Mir keinen mehr. Die Welt hat andre Sorgen.

Es lüstet keinen, Euer – vierter Mann

Zu werden, denn Ihr tötet Eure Freier

Wie Eure Männer!

MARIA auffahrend.

Schwester! Schwester!

O Gott! Gott! Gib mir Mäßigung!

ELISABETH sieht sie lange mit einem Blick stolzer Verachtung an.

Das also sind die Reizungen, Lord Leicester,

Die ungestraft kein Mann erblickt, daneben

Kein andres Weib sich wagen darf zu stellen!

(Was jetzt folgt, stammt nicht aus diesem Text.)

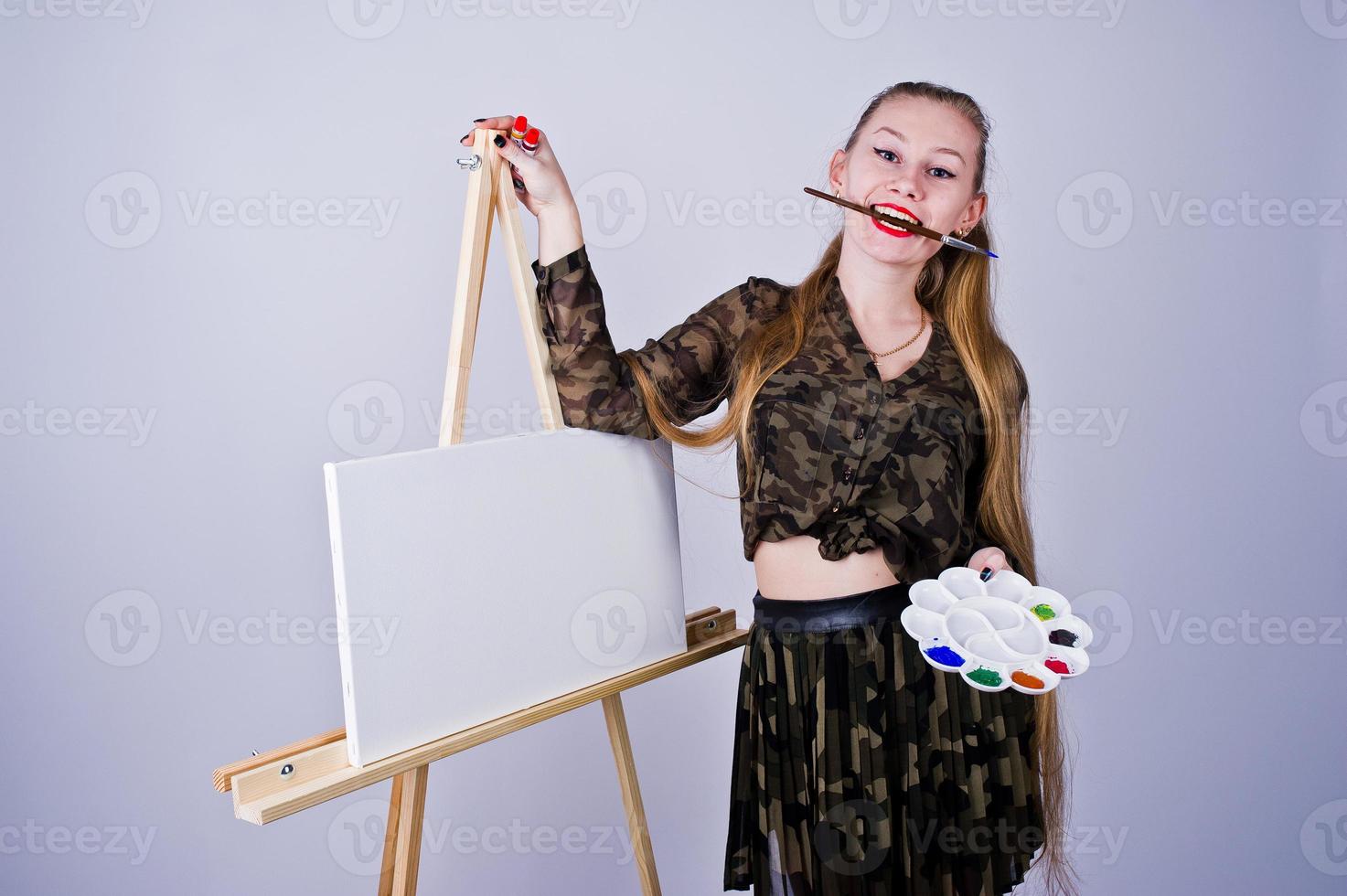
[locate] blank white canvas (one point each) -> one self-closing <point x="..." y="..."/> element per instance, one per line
<point x="481" y="578"/>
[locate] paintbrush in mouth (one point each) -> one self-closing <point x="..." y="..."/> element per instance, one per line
<point x="892" y="219"/>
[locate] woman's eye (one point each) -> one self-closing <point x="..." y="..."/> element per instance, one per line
<point x="889" y="155"/>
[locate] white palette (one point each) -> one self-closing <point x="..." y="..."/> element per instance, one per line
<point x="481" y="578"/>
<point x="1005" y="632"/>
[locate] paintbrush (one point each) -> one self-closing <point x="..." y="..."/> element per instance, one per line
<point x="907" y="225"/>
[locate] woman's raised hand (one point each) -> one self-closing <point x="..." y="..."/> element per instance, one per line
<point x="544" y="184"/>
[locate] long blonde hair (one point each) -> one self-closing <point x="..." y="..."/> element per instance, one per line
<point x="954" y="287"/>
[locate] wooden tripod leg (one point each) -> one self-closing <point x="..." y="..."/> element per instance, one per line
<point x="641" y="848"/>
<point x="401" y="839"/>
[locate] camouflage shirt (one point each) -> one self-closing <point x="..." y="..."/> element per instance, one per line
<point x="856" y="461"/>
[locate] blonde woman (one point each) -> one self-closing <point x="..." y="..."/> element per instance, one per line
<point x="879" y="418"/>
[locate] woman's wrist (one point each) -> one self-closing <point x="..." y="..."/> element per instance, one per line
<point x="558" y="232"/>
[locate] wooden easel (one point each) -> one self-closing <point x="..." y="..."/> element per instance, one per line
<point x="291" y="778"/>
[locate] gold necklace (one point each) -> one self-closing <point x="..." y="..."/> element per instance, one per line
<point x="905" y="344"/>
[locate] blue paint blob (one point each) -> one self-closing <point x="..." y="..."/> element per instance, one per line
<point x="945" y="656"/>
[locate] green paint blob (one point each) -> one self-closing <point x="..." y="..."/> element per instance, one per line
<point x="984" y="676"/>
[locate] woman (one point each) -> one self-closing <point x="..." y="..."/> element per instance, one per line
<point x="879" y="421"/>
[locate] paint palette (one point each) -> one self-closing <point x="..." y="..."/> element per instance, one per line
<point x="1005" y="632"/>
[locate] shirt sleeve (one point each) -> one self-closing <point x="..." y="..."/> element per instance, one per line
<point x="595" y="387"/>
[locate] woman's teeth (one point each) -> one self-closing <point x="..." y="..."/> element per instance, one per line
<point x="900" y="216"/>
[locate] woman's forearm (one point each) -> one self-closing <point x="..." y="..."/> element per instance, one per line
<point x="558" y="232"/>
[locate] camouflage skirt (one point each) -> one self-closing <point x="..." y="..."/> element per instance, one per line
<point x="859" y="768"/>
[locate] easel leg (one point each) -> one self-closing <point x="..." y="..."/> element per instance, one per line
<point x="401" y="838"/>
<point x="641" y="848"/>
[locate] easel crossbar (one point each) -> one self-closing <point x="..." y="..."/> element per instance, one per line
<point x="322" y="773"/>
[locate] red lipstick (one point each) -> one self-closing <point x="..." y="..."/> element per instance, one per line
<point x="893" y="232"/>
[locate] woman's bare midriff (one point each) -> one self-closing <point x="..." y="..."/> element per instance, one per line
<point x="792" y="571"/>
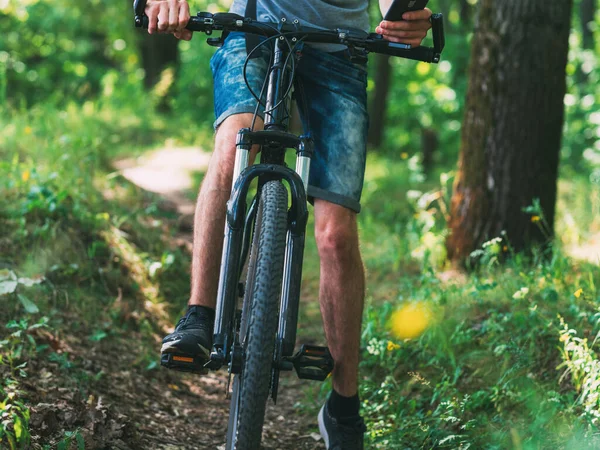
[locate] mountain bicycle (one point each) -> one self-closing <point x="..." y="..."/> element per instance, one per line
<point x="256" y="320"/>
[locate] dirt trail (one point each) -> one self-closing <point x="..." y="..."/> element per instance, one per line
<point x="174" y="410"/>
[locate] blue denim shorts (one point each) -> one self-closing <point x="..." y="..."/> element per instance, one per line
<point x="331" y="92"/>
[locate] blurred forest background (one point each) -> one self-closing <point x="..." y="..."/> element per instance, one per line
<point x="480" y="337"/>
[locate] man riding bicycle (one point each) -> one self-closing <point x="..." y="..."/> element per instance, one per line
<point x="331" y="96"/>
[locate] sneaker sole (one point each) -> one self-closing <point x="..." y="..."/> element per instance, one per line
<point x="322" y="428"/>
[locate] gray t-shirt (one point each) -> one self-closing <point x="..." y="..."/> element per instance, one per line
<point x="329" y="14"/>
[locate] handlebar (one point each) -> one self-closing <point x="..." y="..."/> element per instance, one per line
<point x="359" y="42"/>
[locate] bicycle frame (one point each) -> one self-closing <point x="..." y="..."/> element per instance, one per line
<point x="274" y="140"/>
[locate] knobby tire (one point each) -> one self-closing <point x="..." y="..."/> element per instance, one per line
<point x="259" y="319"/>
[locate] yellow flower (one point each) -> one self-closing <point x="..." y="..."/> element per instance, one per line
<point x="410" y="321"/>
<point x="392" y="346"/>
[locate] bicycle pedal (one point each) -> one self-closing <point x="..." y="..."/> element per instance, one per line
<point x="184" y="363"/>
<point x="312" y="362"/>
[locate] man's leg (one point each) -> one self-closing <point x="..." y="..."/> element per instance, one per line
<point x="194" y="331"/>
<point x="209" y="219"/>
<point x="342" y="290"/>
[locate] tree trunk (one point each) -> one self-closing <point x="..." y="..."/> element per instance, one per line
<point x="383" y="73"/>
<point x="587" y="9"/>
<point x="466" y="12"/>
<point x="512" y="125"/>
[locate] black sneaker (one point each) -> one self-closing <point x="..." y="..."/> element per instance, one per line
<point x="188" y="347"/>
<point x="338" y="435"/>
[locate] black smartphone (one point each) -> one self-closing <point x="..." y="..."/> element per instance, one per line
<point x="399" y="7"/>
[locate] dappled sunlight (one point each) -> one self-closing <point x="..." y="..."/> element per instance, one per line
<point x="166" y="170"/>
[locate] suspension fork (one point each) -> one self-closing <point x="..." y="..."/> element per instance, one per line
<point x="232" y="249"/>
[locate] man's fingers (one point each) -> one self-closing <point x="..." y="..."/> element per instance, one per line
<point x="173" y="6"/>
<point x="423" y="14"/>
<point x="152" y="13"/>
<point x="184" y="16"/>
<point x="163" y="18"/>
<point x="186" y="35"/>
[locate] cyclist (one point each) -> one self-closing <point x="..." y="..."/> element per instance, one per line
<point x="332" y="104"/>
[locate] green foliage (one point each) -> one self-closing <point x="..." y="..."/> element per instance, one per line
<point x="484" y="374"/>
<point x="17" y="347"/>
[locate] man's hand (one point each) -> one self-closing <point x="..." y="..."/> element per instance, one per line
<point x="412" y="30"/>
<point x="169" y="16"/>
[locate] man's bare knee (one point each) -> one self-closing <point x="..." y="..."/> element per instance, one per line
<point x="220" y="169"/>
<point x="227" y="134"/>
<point x="336" y="232"/>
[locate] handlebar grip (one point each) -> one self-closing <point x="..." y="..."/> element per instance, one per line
<point x="139" y="8"/>
<point x="437" y="29"/>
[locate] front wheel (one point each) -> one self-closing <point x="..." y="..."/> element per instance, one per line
<point x="259" y="320"/>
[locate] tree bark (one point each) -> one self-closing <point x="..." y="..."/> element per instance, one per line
<point x="587" y="9"/>
<point x="466" y="12"/>
<point x="512" y="125"/>
<point x="378" y="107"/>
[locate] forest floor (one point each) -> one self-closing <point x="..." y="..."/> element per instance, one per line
<point x="129" y="408"/>
<point x="88" y="370"/>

Fürwahr! Der Ruhm war wohlfeil zu erlangen,

Es kostet nichts, die allgemeine Schönheit

Zu sein, als die gemeine sein für alle!

MARIA.

Das ist zuviel!

ELISABETH höhnisch lachend.

Jetzt zeigt Ihr Euer wahres

Gesicht, bis jetzt wars nur die Larve.

MARIA vor Zorn glühend, doch mit einer edeln Würde.

Ich habe menschlich, jugendlich gefehlt,

Die Macht verführte mich, ich hab es nicht

Verheimlicht und verborgen, falschen Schein

Hab ich verschmäht, mit königlichem Freimut.

Das Ärgste weiß die Welt von mir und ich

Kann sagen, ich bin besser als mein Ruf.

Weh Euch, wenn sie von Euren Taten einst

Den Ehrenmantel zieht, womit Ihr gleißend

Die wilde Glut verstohlner Lüste deckt.

Nicht Ehrbarkeit habt Ihr von Eurer Mutter

Geerbt, man weiß, um welcher Tugend willen

Anna von Boleyn das Schafott bestiegen.

SHREWSBURY tritt zwischen beide Königinnen.

O Gott des Himmels! Muß es dahin kommen!

Ist das die Mäßigung, die Unterwerfung,

Lady Maria?[627]

MARIA.

Mäßigung! Ich habe

Ertragen, was ein Mensch ertragen kann.

Fahr hin, lammherzige Gelassenheit,

Zum Himmel fliehe, leidende Geduld,

Spreng endlich deine Bande, tritt hervor

Aus deiner Höhle, langverhaltner Groll –

Und du, der dem gereizten Basilisk

Den Mordblick gab, leg auf die Zunge mir

Den giftgen Pfeil –

SHREWSBURY.

O sie ist außer sich!

Verzeih der Rasenden, der schwer Gereizten!


Elisabeth, für Zorn sprachlos, schießt wütende Blicke auf Marien.


LEICESTER in der heftigsten Unruhe, sucht die Elisabeth hinwegzuführen.

Höre

Die Wütende nicht an! Hinweg, hinweg

Von diesem unglückselgen Ort!

MARIA.

Der Thron von England ist durch einen Bastard

Entweiht, der Briten edelherzig Volk

Durch eine listge Gauklerin betrogen.

– Regierte Recht, so läget Ihr vor mir

Im Staube jetzt, denn ich bin Euer König.


Elisabeth geht schnell ab, die Lords folgen ihr in der höchsten Bestürzung.


Quelle:
Friedrich Schiller: Sämtliche Werke, Band 2, München 31962, S. 621-628.